Diagnosed with cancer at age twenty-seven, I was surrounded by patients the age of my grandparents. I felt incredibly alone. After treatment I shed my hospital gown and hit the road, recording intimate conversations with other twenty and thirty-something cancer patients.
From the Big Apple to the Bible Belt, complete strangers shared with me the intimate details of their cancer experiences that they had never told their families, friends, partners, doctors or therapists.
Part travelogue, diary, and investigative reporting, my book Everything Changes: The Insider’s Guide to Cancer In Your 20s and 30s dusts the sugarcoating off of the young adult cancer experience.
Although cancer is no longer a whispered word, ‘cancer and divorce’ is still a highly taboo subject. While conducting research for my book Everything Changes, I found a dearth of resources for women facing cancer and divorce.
My greatest source of information came from intimate, one-on-one conversations where women shared with me practical tips and emotional details about facing the end of marriage and cancer.
1. Expand Your Legal Checklist
Divorce can wreak havoc on your finances and on the status of your health insurance; cancer is a time when you need these the most. Seek counsel from an attorney well versed in disability issues and health care law. This person may or may not be your divorce lawyer. A helpful resource is the lawyer referral service of the Cancer Legal Resource Center.
Speak openly with your divorce attorney about how your ability to care for your children during cancer may or may not affect a child custody dispute. If you receive disability or have another shift in your income, keep your divorce lawyer apprised of these change as they may effect your alimony settlements.
2. Reconsider Fertility
Divorce can redefine your desires around having children. Maybe you and your husband never wanted to have children, but perhaps you will reconsider parenting once you are separated. Perhaps you thought you were done having children, but you may change your mind if you start a relationship with someone new. Prior to surgery or treatment, discuss with your doctor how these regimens may affect your fertility. If your doctor does not know the answer (this is unfamiliar terrain for many oncologists) be a proactive patient and engage in your own research. Start by visiting Oncofertility Consortium or call their fertility patient navigator at 866-708-FERT(3378).
3. Rally Your Friends
It is a huge shift from relying on the support of a spouse to asking for favors from your friends. In times of health crisis you may not have the luxury of being humble. In my book Everything Changes: The Insider’s Guide To Cancer In Your 20s and 30s (Wiley, 2009), 36-year-old colon cancer patient Richard Acker said, “I believe that there are times when it is appropriate to receive help, just as there are times when it is appropriate to give help. If you ever refuse to receive, you are unnecessarily putting a barrier between yourself and the love of others. It’s normal for humans to live in communities where there is love and relationship, and receiving is just as important a part of being in that community as giving is.”
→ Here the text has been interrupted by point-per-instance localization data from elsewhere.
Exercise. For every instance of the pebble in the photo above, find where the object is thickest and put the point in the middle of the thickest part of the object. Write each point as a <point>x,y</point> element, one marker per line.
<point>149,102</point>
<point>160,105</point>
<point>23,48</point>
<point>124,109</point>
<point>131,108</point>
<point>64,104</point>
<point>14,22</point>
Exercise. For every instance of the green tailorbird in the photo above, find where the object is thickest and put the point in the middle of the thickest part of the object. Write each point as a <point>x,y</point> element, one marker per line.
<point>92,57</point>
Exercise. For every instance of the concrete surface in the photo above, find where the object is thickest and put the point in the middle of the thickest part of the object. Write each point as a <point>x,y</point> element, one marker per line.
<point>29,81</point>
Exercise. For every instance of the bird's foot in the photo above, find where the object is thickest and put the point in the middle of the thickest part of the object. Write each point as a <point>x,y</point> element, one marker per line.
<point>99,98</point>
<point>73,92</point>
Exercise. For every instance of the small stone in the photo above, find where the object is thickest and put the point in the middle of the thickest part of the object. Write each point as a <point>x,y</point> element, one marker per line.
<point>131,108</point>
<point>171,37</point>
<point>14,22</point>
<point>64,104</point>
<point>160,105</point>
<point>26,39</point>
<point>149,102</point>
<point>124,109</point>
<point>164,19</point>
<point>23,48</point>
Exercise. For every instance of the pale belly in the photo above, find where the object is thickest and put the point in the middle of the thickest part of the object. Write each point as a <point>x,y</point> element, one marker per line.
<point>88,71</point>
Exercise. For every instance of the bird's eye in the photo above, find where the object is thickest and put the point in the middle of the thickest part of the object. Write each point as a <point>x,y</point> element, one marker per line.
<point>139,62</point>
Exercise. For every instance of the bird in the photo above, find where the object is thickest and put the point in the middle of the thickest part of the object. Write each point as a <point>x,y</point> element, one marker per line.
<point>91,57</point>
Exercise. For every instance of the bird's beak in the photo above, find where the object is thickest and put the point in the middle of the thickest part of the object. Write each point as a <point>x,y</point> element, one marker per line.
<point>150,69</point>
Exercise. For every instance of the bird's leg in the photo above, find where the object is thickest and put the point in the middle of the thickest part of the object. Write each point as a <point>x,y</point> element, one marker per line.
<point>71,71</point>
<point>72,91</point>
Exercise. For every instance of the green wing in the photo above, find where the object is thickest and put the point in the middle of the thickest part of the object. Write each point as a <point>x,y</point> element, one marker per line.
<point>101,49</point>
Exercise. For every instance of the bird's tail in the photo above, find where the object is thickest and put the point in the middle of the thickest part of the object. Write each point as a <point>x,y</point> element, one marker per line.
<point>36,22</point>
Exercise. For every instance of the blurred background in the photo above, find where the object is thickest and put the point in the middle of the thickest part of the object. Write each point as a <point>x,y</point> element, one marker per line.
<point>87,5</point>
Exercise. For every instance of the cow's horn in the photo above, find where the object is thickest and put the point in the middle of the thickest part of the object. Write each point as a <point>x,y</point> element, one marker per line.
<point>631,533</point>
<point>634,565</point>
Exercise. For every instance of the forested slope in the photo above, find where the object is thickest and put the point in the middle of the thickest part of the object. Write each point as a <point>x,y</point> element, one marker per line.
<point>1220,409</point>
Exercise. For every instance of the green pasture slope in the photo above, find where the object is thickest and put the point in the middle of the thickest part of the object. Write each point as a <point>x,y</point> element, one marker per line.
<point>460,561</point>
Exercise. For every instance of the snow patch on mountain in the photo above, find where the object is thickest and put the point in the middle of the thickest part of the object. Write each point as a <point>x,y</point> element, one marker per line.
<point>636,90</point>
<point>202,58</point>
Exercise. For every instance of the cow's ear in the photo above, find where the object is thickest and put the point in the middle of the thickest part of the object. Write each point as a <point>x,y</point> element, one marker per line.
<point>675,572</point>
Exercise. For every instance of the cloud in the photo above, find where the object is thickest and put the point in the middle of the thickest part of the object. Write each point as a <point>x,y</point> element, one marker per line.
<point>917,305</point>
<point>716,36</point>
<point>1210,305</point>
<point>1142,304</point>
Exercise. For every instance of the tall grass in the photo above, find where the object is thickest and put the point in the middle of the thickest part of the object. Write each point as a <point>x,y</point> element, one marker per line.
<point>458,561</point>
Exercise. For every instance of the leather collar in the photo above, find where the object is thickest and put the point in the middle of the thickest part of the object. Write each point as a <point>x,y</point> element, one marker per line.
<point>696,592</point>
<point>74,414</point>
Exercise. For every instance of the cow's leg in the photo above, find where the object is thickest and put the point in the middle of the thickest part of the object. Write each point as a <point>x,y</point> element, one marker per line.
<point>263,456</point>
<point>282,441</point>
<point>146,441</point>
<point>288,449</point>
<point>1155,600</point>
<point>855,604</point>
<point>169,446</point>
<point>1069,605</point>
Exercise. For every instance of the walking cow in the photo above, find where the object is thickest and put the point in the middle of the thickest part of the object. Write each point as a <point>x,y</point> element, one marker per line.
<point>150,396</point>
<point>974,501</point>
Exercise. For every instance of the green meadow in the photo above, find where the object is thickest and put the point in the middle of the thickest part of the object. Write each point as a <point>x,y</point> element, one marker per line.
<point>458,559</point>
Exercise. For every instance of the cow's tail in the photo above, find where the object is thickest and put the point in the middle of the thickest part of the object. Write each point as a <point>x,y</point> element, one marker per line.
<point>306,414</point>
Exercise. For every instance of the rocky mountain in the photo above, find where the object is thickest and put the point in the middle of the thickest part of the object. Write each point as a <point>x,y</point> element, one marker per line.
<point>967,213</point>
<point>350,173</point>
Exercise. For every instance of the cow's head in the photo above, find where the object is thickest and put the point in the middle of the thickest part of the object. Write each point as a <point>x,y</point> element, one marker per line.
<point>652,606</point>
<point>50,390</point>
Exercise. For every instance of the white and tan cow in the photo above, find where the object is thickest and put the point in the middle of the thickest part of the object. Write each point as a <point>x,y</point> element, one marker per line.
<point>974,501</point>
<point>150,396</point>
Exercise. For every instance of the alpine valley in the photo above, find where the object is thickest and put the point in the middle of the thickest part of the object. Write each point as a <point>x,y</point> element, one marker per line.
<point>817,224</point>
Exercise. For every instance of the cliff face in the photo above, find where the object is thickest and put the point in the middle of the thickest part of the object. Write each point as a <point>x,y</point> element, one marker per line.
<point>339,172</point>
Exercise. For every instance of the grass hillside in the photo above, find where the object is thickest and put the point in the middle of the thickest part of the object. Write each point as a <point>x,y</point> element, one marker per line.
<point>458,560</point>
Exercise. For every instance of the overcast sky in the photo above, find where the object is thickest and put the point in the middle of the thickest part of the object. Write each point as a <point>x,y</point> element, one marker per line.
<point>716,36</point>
Ask a reliable friend or family member to be the point person for coordinating your care. Sit down together and create a list of the tasks you need help with such as grocery shopping or rides to treatment. Visit Lotsa Helping Hands, a free web-based service that allows you to organize family, friends, neighbors, and colleagues in times of need.
4. Know You Are Not Alone
Cancer websites and pharma ads are plastered with pictures of confident couples tackling cancer hand in hand. The ‘cancer made us stronger’ story is not, however, a universal experience. Consider the facts:
The divorce rate for terminal cancer patients is higher than the national average
The national average divorce age is 30 years old; many young adult marriages are headed for divorce and cancer often becomes the final stressor that initiates the separation
Younger couples are less likely than older couples to rebound from cancer’s physiological impact on sexual intimacy
With few public forums that discuss cancer and divorce, it is easy to feel like you are the only person in America facing both of these challenges. Remind yourself that this is not true. Connect with other women who are also experiencing these simultaneous life changes. Contact Imerman Angels, a non-profit organization that matches up cancer fighters and cancer survivors for one-on-one support. What makes Imerman Angels unique is they do not just match cancer patients by disease type, but by life circumstances too. When you call, ask to be matched with another cancer patient who is also facing separation, divorce, or single parenting.
When I interviewed cancer survivor HollyAnna DeCoteau Pinkham, she spoke about silver linings. Hers came not from cancer but her divorce. “My husband and I got divorced. I am sure that my lack of communication must have had an effect on our relationship. But we had many other problems, too. When I got divorced, I was in this limbo of, Who the hell am I and what am I going to do? Everybody thinks that cancer is the most changing thing in your life, but I think divorce taught me how to grow and change probably more than the cancer did. It made me be strong inside and encouraged me to speak up for myself.”
Guest Author Kairol Rosenthal is a healthcare blogger and author of Everything Changes: The Insider’s Guide To Cancer In Your 20s and 30s (Wiley, 2009).